Processus de réconciliation en Côte d’Ivoire : La FIDH et la CPI jouent les trouble-fête

Sans carton d’invitation, telles  des danseuses de Zouk sans cavaliers en Guadeloupe, La Fédération Internationale des Droits de l’Homme (FIDH) par son bureau Afrique (Antonin Rabecq)  et la Cour Pénale Internationale (CPI) par son porte-parole  (Fadi El Abdallah) condamnent l’amnistie de Simone Gbagbo en se donnant en spectacle de l’immaturité politique blâmable (1) et de la méconnaissance de la souveraineté judiciaire de l’Etat ivoirien (2).

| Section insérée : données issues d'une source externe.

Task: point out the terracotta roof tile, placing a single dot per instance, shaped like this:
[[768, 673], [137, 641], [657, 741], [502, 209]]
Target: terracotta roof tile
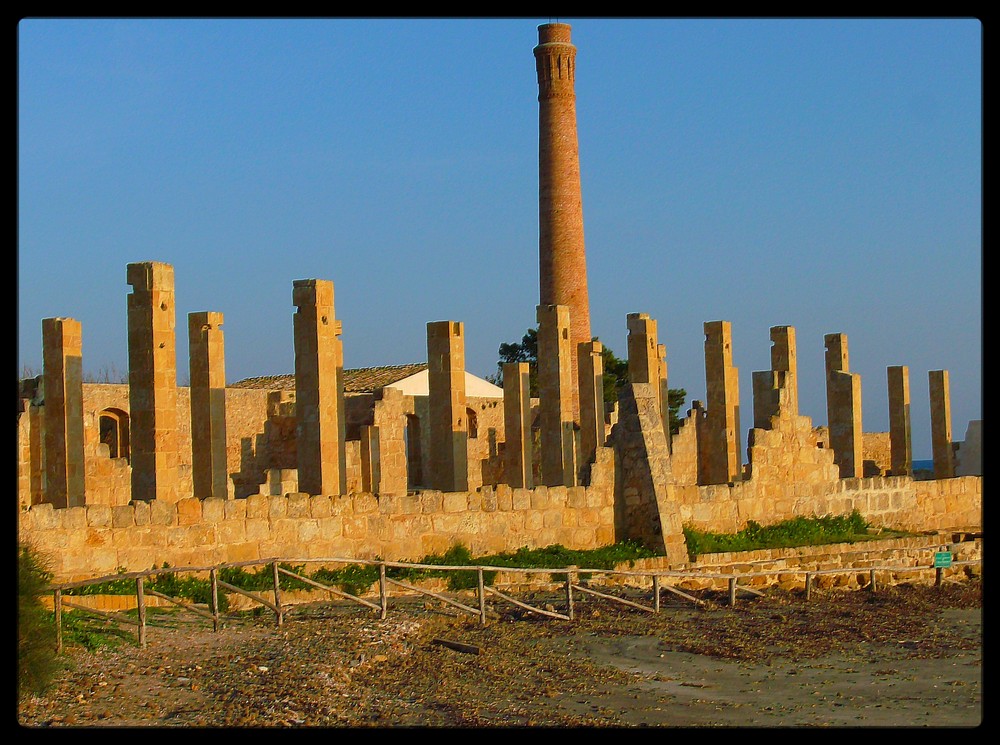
[[358, 380]]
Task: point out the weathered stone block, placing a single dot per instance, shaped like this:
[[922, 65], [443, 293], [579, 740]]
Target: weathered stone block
[[258, 506], [189, 511]]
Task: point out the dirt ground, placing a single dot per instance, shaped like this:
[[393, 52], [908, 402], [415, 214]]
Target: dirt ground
[[904, 656]]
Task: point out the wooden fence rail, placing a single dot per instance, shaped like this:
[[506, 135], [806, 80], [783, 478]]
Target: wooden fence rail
[[660, 580]]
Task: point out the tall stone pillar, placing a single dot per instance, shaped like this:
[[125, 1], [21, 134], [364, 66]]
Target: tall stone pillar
[[661, 356], [562, 259], [152, 382], [555, 385], [900, 444], [941, 446], [371, 476], [843, 408], [319, 389], [725, 461], [517, 425], [449, 445], [62, 359], [776, 389], [647, 362], [591, 375], [207, 361], [390, 417]]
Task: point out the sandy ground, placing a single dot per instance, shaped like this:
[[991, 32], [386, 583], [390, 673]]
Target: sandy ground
[[902, 657]]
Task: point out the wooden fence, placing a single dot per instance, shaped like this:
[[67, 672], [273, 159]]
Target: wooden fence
[[659, 580]]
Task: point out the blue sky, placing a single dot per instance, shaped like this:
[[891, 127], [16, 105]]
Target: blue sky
[[819, 173]]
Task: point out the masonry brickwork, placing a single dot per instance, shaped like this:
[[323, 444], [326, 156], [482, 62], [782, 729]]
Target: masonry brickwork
[[556, 383], [561, 254], [843, 407], [723, 416], [319, 389], [206, 352], [152, 366], [941, 443], [65, 467], [314, 471], [900, 434]]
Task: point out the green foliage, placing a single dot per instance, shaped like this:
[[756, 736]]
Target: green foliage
[[615, 373], [92, 633], [37, 663], [798, 531], [353, 578]]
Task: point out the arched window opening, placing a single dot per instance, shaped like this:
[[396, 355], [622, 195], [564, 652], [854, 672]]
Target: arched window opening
[[113, 425]]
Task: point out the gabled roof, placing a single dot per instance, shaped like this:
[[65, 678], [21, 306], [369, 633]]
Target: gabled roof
[[358, 380]]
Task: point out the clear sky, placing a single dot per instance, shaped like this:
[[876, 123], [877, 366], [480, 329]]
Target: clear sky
[[820, 173]]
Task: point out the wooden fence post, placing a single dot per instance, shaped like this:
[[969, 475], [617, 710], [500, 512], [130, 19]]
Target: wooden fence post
[[214, 577], [57, 608], [383, 591], [570, 576], [277, 594], [482, 597], [140, 605]]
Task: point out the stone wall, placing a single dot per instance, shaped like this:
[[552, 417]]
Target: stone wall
[[90, 541]]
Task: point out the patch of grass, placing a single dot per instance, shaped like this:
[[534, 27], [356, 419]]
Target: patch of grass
[[91, 632], [798, 531], [37, 663]]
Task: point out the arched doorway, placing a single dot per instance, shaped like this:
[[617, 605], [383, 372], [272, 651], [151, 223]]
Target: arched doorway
[[113, 425]]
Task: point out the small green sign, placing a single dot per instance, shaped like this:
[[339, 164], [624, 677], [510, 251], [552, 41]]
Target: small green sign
[[942, 559]]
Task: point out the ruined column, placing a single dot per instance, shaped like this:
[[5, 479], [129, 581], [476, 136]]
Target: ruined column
[[517, 425], [555, 385], [725, 462], [319, 389], [661, 356], [776, 389], [370, 473], [449, 444], [591, 375], [843, 408], [562, 259], [900, 445], [206, 355], [941, 446], [152, 382], [390, 419], [62, 360]]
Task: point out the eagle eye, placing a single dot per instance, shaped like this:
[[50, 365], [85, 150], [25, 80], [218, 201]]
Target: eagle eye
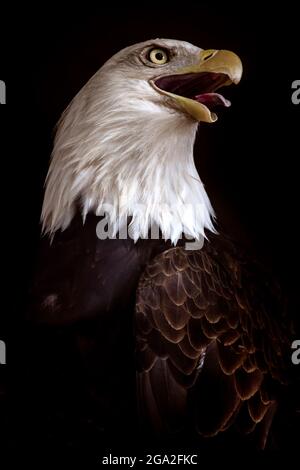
[[158, 56]]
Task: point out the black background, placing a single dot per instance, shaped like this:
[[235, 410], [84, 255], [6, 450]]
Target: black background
[[247, 160]]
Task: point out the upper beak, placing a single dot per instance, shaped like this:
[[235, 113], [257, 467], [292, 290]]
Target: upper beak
[[222, 62]]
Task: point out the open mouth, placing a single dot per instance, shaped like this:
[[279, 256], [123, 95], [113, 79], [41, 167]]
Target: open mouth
[[200, 87]]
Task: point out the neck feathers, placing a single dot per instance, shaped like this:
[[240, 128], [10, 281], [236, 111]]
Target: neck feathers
[[132, 159]]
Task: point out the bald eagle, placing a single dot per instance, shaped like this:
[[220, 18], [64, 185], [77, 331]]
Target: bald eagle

1.        L’immaturité politique blâmable

La libération de Madame Simone Gbagbo n’est pas du goût de deux institutions tout aussi complémentaires que complices de partialité à savoir la Fédération Internationale des Droits de l’Homme (FIDH) et la Cour Pénale Internationale (CPI). Depuis le mercredi 08 août 2018, l’épouse de l’ancien Président de la République Laurent GBAGBO est remise en liberté après avoir été condamnée en 2015 à 20 ans de prison pour atteinte à la sûreté de l’Etat  dans le cadre de la crise postélectorale de 2010 et de 2011. M. Antonin Rabecq, responsable adjoint au bureau Afrique de la Fédération internationale des droits de l’Homme est monté au créneau chez nos confrères de RFI pour accuser  que cette « libération, c’est un geste de mépris pour les victimes, parce qu’il est évidemment trop facile de leur demander de pardonner après les crimes qui ont été commis. » Une telle position est tout aussi incompréhensible qu’insuffisamment élaborée. En effet, le procès de Simone Gbagbo est une expédition joyeuse de « vainqueurs ». Acquittée aux assises, elle fera l’objet d’une cassation. Ce qui montre qu’il s’agit d’un procès particulier. Ce qu’on demande à la Fédération Internationale des Droits de l’Homme, c’est moins un réquisitoire discutable que de la cohérence. On ne saurait juger une partie  et laisser  l’autre. A moins que le recours à la rébellion armée fasse partie du système des valeurs du bureau Afrique de la Fédération Internationale des Droits de l’Homme.  La Côte d’Ivoire a –t- elle besoin d’une réconciliation ?  Bien sûr que oui. Cette réconciliation passe par le châtiment au préalable des criminels non inquiétés jusque là  et qui ont été les bourreaux des victimes que la Fédération devrait aussi défendre. La réconciliation en Côte d’Ivoire est le gage de son rayonnement. Cela passe  par le châtiment au préalable de toutes les parties sans exception.  Telle doit être la position équidistante d’une organisation de notoriété internationale.

2.        La souveraineté judiciaire de l’Etat ivoirien.

Le porte-parole de la Cour Pénale Internationale, M. Fadi Abdallah ouvre le débat de la procédure judiciaire de l’extradition de Madame Simone Gbagbo comme quoi la «  Cour s’attend à ce que le gouvernement de la Côte d’Ivoire s’acquitte de ses obligations en vertu du statut de Rome en exécutant le mandat d’arrêt contre Madame Simone  Gbagbo et en la remettant  à la CPI » .Cette lecture du porte-parole de la CPI  est source de conflit.  C’est là où le bât blesse.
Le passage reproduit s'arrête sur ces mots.